The mere presence of righteousness is a threat to evil, as the psalmist points out in Psalm 112:10 — “The sinner will see and be angry; he will gnash his teeth and melt away.”
And nothing stirs up this kind of enmity in the world like the presence of Christ — the ultimate manifestation of righteousness.
Going back to Wisdom, the author predicts the response of the unrighteous to Christ:
Let us test him with insult and torture, so that we may find out how gentle he is, and make trial of his forbearance. Let us condemn him to a shameful death, for, according to what he says, he will be protected.
We know from the Gospels Jesus faced precisely that kind of death.
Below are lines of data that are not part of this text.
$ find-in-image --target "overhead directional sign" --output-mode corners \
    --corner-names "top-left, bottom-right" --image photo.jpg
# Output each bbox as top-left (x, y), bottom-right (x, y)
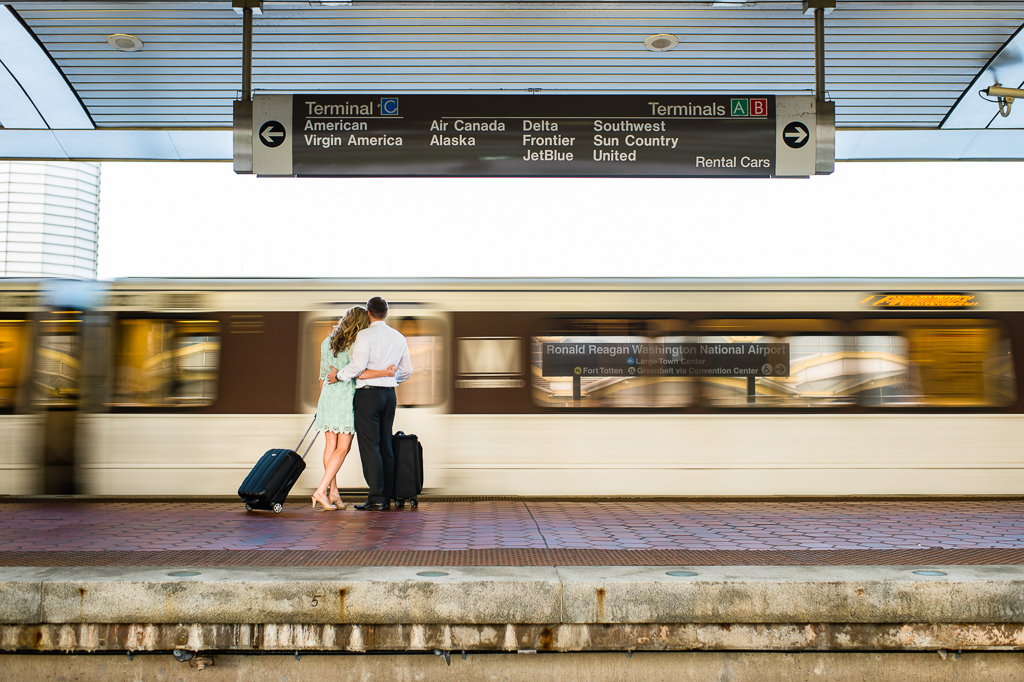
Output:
top-left (782, 121), bottom-right (811, 150)
top-left (541, 342), bottom-right (790, 379)
top-left (259, 121), bottom-right (288, 147)
top-left (252, 93), bottom-right (831, 177)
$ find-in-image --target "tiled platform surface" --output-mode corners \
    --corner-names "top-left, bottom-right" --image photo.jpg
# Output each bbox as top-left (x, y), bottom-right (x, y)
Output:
top-left (0, 499), bottom-right (1024, 566)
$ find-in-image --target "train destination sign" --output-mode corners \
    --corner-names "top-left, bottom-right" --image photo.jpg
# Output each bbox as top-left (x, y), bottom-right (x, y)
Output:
top-left (541, 342), bottom-right (790, 379)
top-left (252, 93), bottom-right (814, 177)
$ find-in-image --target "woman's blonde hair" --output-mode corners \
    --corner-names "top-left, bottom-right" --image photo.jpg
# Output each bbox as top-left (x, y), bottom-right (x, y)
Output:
top-left (328, 305), bottom-right (370, 355)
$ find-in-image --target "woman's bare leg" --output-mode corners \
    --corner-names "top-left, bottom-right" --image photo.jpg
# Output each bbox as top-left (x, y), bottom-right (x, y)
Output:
top-left (316, 431), bottom-right (338, 498)
top-left (331, 433), bottom-right (352, 509)
top-left (316, 432), bottom-right (352, 495)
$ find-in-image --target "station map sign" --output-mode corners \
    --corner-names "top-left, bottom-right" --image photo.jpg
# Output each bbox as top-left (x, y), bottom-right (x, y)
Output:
top-left (541, 342), bottom-right (790, 379)
top-left (252, 93), bottom-right (814, 177)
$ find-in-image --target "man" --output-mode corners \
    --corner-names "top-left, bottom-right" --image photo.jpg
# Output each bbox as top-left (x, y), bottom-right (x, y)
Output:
top-left (327, 296), bottom-right (413, 511)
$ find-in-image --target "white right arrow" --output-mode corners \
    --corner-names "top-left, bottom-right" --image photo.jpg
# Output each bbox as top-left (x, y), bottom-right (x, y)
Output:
top-left (784, 128), bottom-right (807, 144)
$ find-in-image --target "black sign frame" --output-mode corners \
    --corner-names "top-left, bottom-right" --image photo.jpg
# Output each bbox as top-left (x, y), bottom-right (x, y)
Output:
top-left (291, 93), bottom-right (777, 177)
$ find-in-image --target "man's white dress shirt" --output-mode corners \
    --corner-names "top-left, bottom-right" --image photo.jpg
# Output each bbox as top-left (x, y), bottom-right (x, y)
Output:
top-left (338, 319), bottom-right (413, 388)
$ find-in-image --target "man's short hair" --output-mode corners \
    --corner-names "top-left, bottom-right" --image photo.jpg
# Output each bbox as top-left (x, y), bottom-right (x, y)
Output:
top-left (367, 296), bottom-right (387, 319)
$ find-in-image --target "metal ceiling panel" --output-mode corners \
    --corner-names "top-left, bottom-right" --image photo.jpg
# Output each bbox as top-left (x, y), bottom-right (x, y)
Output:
top-left (0, 0), bottom-right (1024, 156)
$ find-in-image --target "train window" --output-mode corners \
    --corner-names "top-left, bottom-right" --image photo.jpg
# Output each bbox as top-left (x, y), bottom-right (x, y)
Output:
top-left (857, 318), bottom-right (1017, 407)
top-left (303, 316), bottom-right (444, 406)
top-left (110, 319), bottom-right (220, 407)
top-left (530, 319), bottom-right (694, 408)
top-left (694, 319), bottom-right (859, 408)
top-left (388, 317), bottom-right (444, 406)
top-left (33, 311), bottom-right (82, 408)
top-left (0, 319), bottom-right (29, 408)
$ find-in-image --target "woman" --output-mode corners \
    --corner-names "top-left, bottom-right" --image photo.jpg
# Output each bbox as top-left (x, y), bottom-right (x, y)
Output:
top-left (313, 305), bottom-right (394, 511)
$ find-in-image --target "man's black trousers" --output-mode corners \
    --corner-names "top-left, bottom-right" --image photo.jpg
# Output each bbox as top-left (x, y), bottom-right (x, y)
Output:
top-left (353, 386), bottom-right (397, 504)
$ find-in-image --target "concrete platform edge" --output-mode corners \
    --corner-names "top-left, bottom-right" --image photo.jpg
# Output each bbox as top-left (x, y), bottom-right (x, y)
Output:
top-left (0, 565), bottom-right (1024, 626)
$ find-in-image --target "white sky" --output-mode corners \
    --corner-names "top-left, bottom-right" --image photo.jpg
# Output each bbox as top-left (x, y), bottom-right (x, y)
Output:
top-left (99, 163), bottom-right (1024, 279)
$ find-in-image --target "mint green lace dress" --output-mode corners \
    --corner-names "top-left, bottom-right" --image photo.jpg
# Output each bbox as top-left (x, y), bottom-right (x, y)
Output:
top-left (316, 337), bottom-right (355, 433)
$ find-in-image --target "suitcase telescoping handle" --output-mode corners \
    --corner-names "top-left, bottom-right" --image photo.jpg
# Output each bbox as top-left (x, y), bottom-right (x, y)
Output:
top-left (295, 415), bottom-right (319, 460)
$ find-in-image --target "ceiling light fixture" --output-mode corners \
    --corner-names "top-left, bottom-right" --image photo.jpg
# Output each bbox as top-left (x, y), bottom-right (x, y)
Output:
top-left (106, 33), bottom-right (143, 52)
top-left (643, 33), bottom-right (679, 52)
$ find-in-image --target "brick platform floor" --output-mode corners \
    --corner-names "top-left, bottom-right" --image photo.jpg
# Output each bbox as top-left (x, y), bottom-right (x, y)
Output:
top-left (0, 500), bottom-right (1024, 566)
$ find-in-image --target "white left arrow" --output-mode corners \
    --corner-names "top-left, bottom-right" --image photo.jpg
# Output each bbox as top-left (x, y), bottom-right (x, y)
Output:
top-left (785, 128), bottom-right (807, 144)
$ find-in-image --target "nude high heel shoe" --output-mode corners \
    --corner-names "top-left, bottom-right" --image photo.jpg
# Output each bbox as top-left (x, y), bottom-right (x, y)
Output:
top-left (312, 492), bottom-right (337, 511)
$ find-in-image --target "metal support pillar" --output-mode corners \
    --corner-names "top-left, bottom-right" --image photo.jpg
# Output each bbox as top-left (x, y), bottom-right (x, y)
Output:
top-left (231, 0), bottom-right (263, 174)
top-left (814, 7), bottom-right (825, 104)
top-left (804, 0), bottom-right (836, 175)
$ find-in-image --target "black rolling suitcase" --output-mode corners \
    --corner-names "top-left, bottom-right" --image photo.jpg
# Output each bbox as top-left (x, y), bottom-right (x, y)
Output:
top-left (239, 415), bottom-right (319, 514)
top-left (391, 431), bottom-right (423, 509)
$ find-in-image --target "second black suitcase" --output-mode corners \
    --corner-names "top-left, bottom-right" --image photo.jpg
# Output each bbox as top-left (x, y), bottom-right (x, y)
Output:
top-left (239, 415), bottom-right (319, 514)
top-left (391, 431), bottom-right (423, 509)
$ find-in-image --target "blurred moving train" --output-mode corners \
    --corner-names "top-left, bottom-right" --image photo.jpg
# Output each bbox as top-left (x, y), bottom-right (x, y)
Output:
top-left (0, 279), bottom-right (1024, 496)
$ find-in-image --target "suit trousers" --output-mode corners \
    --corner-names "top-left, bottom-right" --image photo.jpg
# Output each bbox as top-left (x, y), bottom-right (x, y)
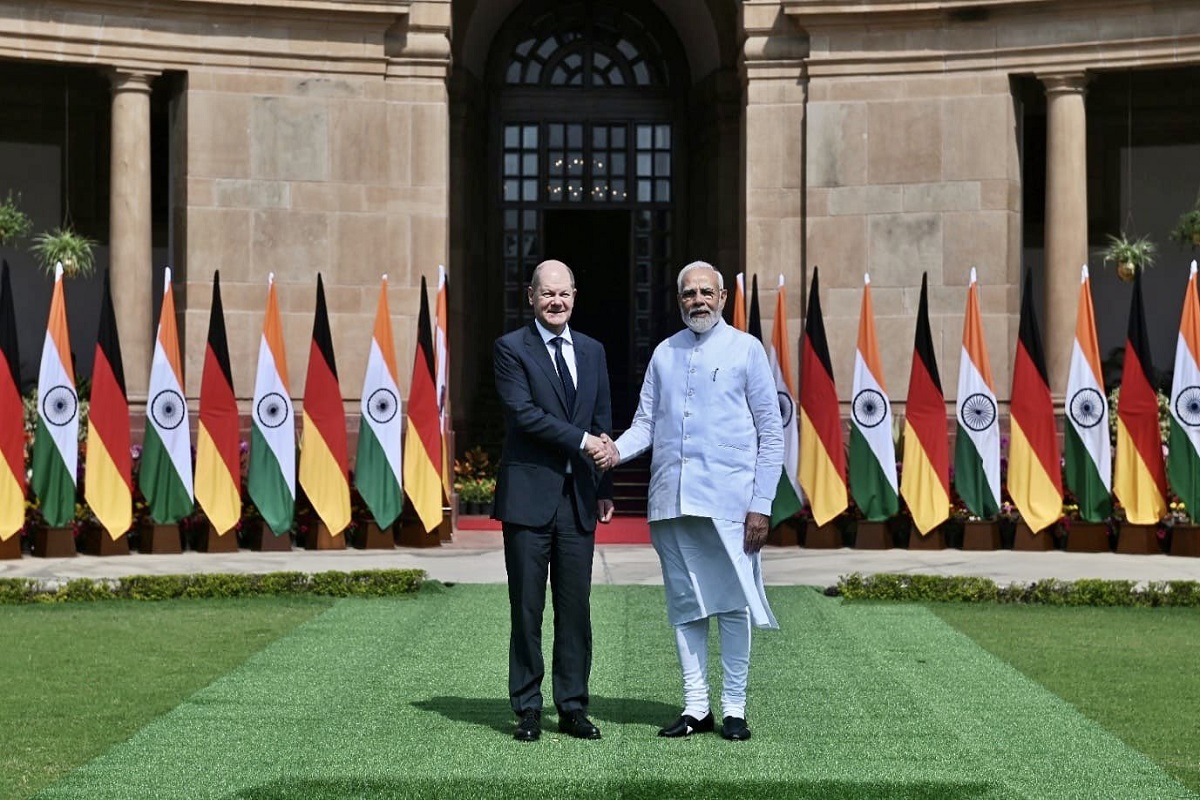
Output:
top-left (504, 475), bottom-right (595, 716)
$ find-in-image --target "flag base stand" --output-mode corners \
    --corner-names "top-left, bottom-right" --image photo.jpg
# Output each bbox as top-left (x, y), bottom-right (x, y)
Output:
top-left (0, 534), bottom-right (20, 561)
top-left (1064, 519), bottom-right (1112, 553)
top-left (767, 519), bottom-right (800, 547)
top-left (352, 519), bottom-right (396, 551)
top-left (1013, 519), bottom-right (1054, 553)
top-left (77, 524), bottom-right (130, 555)
top-left (305, 519), bottom-right (346, 551)
top-left (1171, 525), bottom-right (1200, 558)
top-left (242, 521), bottom-right (292, 553)
top-left (392, 511), bottom-right (445, 547)
top-left (804, 519), bottom-right (841, 551)
top-left (1117, 522), bottom-right (1163, 555)
top-left (138, 522), bottom-right (184, 555)
top-left (196, 522), bottom-right (238, 553)
top-left (854, 519), bottom-right (893, 551)
top-left (908, 523), bottom-right (946, 551)
top-left (962, 519), bottom-right (1000, 551)
top-left (30, 528), bottom-right (76, 559)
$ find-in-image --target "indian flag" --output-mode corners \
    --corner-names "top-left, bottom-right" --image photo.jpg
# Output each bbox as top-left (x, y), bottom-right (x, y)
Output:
top-left (138, 267), bottom-right (194, 523)
top-left (246, 272), bottom-right (296, 535)
top-left (850, 275), bottom-right (900, 522)
top-left (1063, 264), bottom-right (1113, 522)
top-left (954, 266), bottom-right (1000, 518)
top-left (32, 261), bottom-right (79, 528)
top-left (354, 275), bottom-right (404, 528)
top-left (767, 275), bottom-right (804, 528)
top-left (1166, 261), bottom-right (1200, 521)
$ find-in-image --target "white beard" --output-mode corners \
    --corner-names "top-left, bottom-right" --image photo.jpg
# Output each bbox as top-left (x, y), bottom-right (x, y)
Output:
top-left (679, 308), bottom-right (721, 336)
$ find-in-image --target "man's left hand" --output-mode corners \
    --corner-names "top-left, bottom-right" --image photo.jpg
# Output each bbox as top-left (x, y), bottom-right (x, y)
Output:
top-left (742, 511), bottom-right (770, 553)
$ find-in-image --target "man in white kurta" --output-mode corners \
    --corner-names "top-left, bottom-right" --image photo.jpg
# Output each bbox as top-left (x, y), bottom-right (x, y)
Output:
top-left (613, 261), bottom-right (784, 740)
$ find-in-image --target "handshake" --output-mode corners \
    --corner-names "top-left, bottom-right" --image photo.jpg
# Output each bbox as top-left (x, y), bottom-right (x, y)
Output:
top-left (583, 433), bottom-right (620, 473)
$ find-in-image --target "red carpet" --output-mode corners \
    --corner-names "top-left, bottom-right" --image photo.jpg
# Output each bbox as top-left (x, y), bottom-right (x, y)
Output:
top-left (458, 515), bottom-right (650, 545)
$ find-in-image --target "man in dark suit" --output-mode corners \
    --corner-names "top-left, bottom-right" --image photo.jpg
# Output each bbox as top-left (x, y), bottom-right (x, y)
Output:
top-left (492, 260), bottom-right (613, 741)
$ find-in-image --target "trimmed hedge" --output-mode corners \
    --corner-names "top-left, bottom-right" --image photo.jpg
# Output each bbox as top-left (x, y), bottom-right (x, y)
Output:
top-left (0, 570), bottom-right (426, 606)
top-left (840, 572), bottom-right (1200, 608)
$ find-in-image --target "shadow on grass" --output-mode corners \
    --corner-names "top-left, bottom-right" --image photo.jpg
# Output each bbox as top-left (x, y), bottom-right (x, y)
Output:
top-left (230, 776), bottom-right (996, 800)
top-left (413, 694), bottom-right (679, 734)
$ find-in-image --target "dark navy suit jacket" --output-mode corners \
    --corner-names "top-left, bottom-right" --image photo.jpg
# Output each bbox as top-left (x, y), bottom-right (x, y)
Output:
top-left (492, 323), bottom-right (612, 531)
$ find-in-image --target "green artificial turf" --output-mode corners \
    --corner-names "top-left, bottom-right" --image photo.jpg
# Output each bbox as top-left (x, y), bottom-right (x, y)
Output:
top-left (932, 604), bottom-right (1200, 790)
top-left (0, 597), bottom-right (332, 798)
top-left (28, 585), bottom-right (1195, 800)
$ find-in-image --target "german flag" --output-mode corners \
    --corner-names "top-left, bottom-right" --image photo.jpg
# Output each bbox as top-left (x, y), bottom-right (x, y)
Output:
top-left (196, 271), bottom-right (241, 535)
top-left (404, 275), bottom-right (442, 533)
top-left (300, 272), bottom-right (350, 536)
top-left (900, 275), bottom-right (950, 535)
top-left (83, 271), bottom-right (133, 539)
top-left (746, 275), bottom-right (763, 342)
top-left (0, 260), bottom-right (25, 541)
top-left (800, 267), bottom-right (848, 525)
top-left (1112, 271), bottom-right (1166, 525)
top-left (1008, 270), bottom-right (1065, 533)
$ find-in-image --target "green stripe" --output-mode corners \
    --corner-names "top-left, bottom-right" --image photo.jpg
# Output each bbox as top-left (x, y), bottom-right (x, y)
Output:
top-left (31, 415), bottom-right (76, 528)
top-left (354, 422), bottom-right (404, 528)
top-left (246, 425), bottom-right (296, 534)
top-left (1166, 415), bottom-right (1200, 522)
top-left (954, 422), bottom-right (1000, 519)
top-left (770, 469), bottom-right (804, 528)
top-left (1062, 421), bottom-right (1113, 522)
top-left (138, 425), bottom-right (196, 525)
top-left (850, 425), bottom-right (900, 522)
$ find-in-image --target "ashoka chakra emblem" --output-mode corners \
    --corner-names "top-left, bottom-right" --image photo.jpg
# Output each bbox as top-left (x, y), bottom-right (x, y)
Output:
top-left (959, 392), bottom-right (996, 433)
top-left (851, 389), bottom-right (888, 428)
top-left (42, 384), bottom-right (79, 427)
top-left (1175, 386), bottom-right (1200, 428)
top-left (150, 389), bottom-right (187, 431)
top-left (254, 392), bottom-right (290, 428)
top-left (366, 389), bottom-right (400, 425)
top-left (1067, 386), bottom-right (1105, 428)
top-left (779, 392), bottom-right (796, 428)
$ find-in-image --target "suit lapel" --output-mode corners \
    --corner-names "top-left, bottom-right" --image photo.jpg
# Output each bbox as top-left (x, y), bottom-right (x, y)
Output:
top-left (526, 323), bottom-right (568, 416)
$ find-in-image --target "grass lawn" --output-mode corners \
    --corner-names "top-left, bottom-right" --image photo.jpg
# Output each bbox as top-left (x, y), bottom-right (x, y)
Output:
top-left (932, 604), bottom-right (1200, 790)
top-left (0, 585), bottom-right (1200, 800)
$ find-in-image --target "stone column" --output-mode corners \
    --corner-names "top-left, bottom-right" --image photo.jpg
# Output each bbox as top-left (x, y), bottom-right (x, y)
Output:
top-left (738, 0), bottom-right (809, 323)
top-left (109, 70), bottom-right (156, 402)
top-left (1039, 72), bottom-right (1087, 398)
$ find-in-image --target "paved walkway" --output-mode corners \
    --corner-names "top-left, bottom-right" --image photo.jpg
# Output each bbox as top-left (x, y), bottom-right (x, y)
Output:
top-left (0, 531), bottom-right (1200, 587)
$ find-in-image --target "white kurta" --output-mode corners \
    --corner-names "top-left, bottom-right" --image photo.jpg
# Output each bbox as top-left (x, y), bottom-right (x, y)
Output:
top-left (617, 320), bottom-right (784, 627)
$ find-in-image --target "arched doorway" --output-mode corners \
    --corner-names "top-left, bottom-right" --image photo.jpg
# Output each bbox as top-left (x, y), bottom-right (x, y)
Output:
top-left (486, 2), bottom-right (688, 425)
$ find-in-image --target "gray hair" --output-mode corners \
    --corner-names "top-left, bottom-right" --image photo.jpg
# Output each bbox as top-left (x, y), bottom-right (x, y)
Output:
top-left (529, 258), bottom-right (575, 289)
top-left (676, 261), bottom-right (725, 291)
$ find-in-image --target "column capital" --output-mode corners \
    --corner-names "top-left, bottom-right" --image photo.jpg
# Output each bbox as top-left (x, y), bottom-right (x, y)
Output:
top-left (108, 67), bottom-right (162, 95)
top-left (1038, 72), bottom-right (1092, 96)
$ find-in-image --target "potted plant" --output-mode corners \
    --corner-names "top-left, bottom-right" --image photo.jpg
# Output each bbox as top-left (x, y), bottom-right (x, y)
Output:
top-left (1171, 205), bottom-right (1200, 248)
top-left (30, 227), bottom-right (96, 278)
top-left (1104, 230), bottom-right (1154, 282)
top-left (0, 191), bottom-right (34, 245)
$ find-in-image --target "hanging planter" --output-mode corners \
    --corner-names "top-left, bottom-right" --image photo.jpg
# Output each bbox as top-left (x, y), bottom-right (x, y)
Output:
top-left (0, 191), bottom-right (34, 245)
top-left (29, 227), bottom-right (96, 278)
top-left (1104, 230), bottom-right (1154, 282)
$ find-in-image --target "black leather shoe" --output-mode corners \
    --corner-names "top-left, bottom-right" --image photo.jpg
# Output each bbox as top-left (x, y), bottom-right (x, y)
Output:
top-left (659, 711), bottom-right (716, 739)
top-left (558, 711), bottom-right (600, 739)
top-left (721, 717), bottom-right (750, 741)
top-left (512, 709), bottom-right (541, 741)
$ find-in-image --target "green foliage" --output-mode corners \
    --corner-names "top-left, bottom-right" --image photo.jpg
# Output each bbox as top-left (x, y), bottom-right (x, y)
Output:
top-left (830, 572), bottom-right (1200, 608)
top-left (29, 228), bottom-right (96, 278)
top-left (0, 190), bottom-right (34, 245)
top-left (0, 570), bottom-right (425, 606)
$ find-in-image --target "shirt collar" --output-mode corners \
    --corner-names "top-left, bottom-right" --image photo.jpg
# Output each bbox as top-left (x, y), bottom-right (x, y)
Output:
top-left (533, 319), bottom-right (575, 347)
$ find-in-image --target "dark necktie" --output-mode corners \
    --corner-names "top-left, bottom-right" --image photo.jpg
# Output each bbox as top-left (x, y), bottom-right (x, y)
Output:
top-left (550, 336), bottom-right (575, 414)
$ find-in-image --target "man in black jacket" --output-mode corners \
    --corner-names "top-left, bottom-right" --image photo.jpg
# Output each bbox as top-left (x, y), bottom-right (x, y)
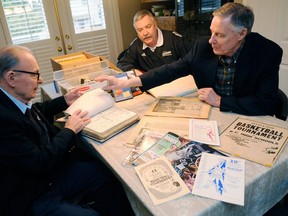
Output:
top-left (117, 10), bottom-right (192, 75)
top-left (0, 45), bottom-right (134, 216)
top-left (96, 3), bottom-right (283, 115)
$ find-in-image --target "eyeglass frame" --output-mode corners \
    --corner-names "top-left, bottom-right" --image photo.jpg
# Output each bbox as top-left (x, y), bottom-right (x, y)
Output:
top-left (12, 70), bottom-right (40, 81)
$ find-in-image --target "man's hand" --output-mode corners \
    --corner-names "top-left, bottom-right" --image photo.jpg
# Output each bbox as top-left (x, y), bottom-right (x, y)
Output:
top-left (197, 88), bottom-right (221, 107)
top-left (64, 87), bottom-right (84, 106)
top-left (64, 109), bottom-right (91, 134)
top-left (95, 75), bottom-right (142, 90)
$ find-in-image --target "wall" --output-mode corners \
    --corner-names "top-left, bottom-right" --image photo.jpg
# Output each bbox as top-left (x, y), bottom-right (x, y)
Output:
top-left (243, 0), bottom-right (288, 95)
top-left (118, 0), bottom-right (288, 95)
top-left (118, 0), bottom-right (141, 52)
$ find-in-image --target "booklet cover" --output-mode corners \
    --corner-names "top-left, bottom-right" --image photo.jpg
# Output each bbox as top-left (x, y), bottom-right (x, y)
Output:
top-left (135, 157), bottom-right (190, 205)
top-left (215, 118), bottom-right (288, 167)
top-left (65, 89), bottom-right (139, 142)
top-left (132, 132), bottom-right (224, 191)
top-left (192, 152), bottom-right (245, 206)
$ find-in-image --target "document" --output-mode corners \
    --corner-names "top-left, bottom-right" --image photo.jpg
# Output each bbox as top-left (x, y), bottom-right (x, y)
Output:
top-left (192, 152), bottom-right (245, 206)
top-left (189, 119), bottom-right (220, 146)
top-left (65, 89), bottom-right (139, 142)
top-left (122, 116), bottom-right (189, 167)
top-left (145, 97), bottom-right (211, 119)
top-left (135, 157), bottom-right (190, 205)
top-left (215, 118), bottom-right (288, 167)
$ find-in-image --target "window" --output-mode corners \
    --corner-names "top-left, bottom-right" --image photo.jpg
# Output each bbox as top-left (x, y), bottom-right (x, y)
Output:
top-left (2, 0), bottom-right (50, 44)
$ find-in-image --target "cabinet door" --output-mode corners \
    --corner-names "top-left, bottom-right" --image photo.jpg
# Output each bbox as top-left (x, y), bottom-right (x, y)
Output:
top-left (0, 0), bottom-right (121, 101)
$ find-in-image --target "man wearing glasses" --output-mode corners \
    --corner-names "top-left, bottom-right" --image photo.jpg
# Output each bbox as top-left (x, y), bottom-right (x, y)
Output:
top-left (0, 45), bottom-right (134, 216)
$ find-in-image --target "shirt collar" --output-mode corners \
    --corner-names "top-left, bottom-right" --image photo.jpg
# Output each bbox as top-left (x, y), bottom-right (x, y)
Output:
top-left (0, 87), bottom-right (32, 114)
top-left (142, 28), bottom-right (164, 52)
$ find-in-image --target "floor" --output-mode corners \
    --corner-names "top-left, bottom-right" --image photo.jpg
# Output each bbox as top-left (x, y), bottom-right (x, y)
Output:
top-left (264, 195), bottom-right (288, 216)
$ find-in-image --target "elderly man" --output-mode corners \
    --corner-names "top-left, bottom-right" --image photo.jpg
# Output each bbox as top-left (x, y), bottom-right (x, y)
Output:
top-left (97, 3), bottom-right (283, 115)
top-left (117, 10), bottom-right (191, 74)
top-left (0, 45), bottom-right (134, 216)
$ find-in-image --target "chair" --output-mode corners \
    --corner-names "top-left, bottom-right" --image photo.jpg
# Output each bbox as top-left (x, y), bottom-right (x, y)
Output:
top-left (117, 49), bottom-right (128, 61)
top-left (275, 89), bottom-right (288, 121)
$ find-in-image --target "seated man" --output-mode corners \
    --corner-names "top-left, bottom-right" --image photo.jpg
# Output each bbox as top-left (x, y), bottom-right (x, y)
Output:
top-left (0, 45), bottom-right (134, 216)
top-left (96, 3), bottom-right (283, 115)
top-left (117, 10), bottom-right (191, 74)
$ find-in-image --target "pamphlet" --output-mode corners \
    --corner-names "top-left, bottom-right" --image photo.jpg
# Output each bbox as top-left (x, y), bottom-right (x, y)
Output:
top-left (189, 119), bottom-right (220, 146)
top-left (215, 118), bottom-right (288, 167)
top-left (192, 152), bottom-right (245, 206)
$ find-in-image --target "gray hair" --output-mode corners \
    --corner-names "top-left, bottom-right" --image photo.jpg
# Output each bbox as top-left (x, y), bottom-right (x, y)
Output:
top-left (212, 3), bottom-right (254, 34)
top-left (0, 45), bottom-right (32, 78)
top-left (133, 10), bottom-right (155, 28)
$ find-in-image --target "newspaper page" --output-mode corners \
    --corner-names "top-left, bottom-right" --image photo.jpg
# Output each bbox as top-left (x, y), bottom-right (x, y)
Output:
top-left (192, 152), bottom-right (245, 206)
top-left (126, 116), bottom-right (189, 148)
top-left (145, 97), bottom-right (211, 119)
top-left (135, 157), bottom-right (190, 205)
top-left (122, 116), bottom-right (189, 167)
top-left (215, 118), bottom-right (288, 167)
top-left (165, 138), bottom-right (225, 191)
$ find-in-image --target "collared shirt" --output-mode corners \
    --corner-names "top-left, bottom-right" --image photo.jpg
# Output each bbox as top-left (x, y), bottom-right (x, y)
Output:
top-left (215, 42), bottom-right (244, 96)
top-left (142, 28), bottom-right (164, 52)
top-left (0, 87), bottom-right (32, 114)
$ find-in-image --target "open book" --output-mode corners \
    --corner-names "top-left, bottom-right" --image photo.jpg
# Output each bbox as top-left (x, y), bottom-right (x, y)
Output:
top-left (65, 89), bottom-right (139, 142)
top-left (215, 117), bottom-right (288, 167)
top-left (148, 75), bottom-right (197, 97)
top-left (131, 132), bottom-right (224, 191)
top-left (145, 96), bottom-right (211, 119)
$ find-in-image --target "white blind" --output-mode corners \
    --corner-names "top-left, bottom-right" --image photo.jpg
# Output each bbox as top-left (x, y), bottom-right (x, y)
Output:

But, those who subjected Jesus to the cross could not foresee the cross would be His victory. They could not see divinity in their presence, or foresee His conquering of death, because they were blinded by their worship of wealth and power.
Again, from Wisdom:
Thus they reasoned, but they were led astray, for their wickedness blinded them … God created us for incorruption, and made us in the image of his own eternity, but through the devil’s envy death entered the world, and those who belong to his company experience it.
If we are to follow Christ, we cannot allow our vision of Him to be blurred or blinded by pride, greed, fear and hatred. By hedonism. And, we must be willing to take up our cross, and embrace the response of a world that is threatened by the radical love of the Gospel.
In 1 Corinthians 4:11-13, St. Paul gives us a view of the identity we must be willing to take on, in the eyes of a world threatened by righteousness:
To this very hour we go hungry and thirsty, we are in rags, we are brutally treated, we are homeless. We work hard with our own hands. When we are cursed, we bless; when we are persecuted, we endure it; when we are slandered, we answer kindly. We have become the scum of the earth, the garbage of the world—right up to this moment.
If we are to follow Christ — in a radical movement of love that lifts up the lowly in ways that terrify the mighty — we must accept seeking the glory of Christ may make us be seen as garbage in the eyes of the world.
If we are to truly follow Christ, we must expect the sting of the lash. We must embrace the crown of thorns, pressed onto our head by a world that worships power and is threatened by grace. We must walk with him through the spit, the jeers and condemnation of a world that speaks Christ on the lips, but reviles Him and the Gospel at heart. We must place our feet in His bloody footsteps, and drag our cross to Golgotha, where we die to the greed, envy, hedonism and hatred of this world.
In our Lenten discipline, we must look within, and ask ourselves: In what ways are we shying away from walking in the footsteps of Christ? In what ways are we succumbing to the fear of the world, rather than surrendering to the path of the cross?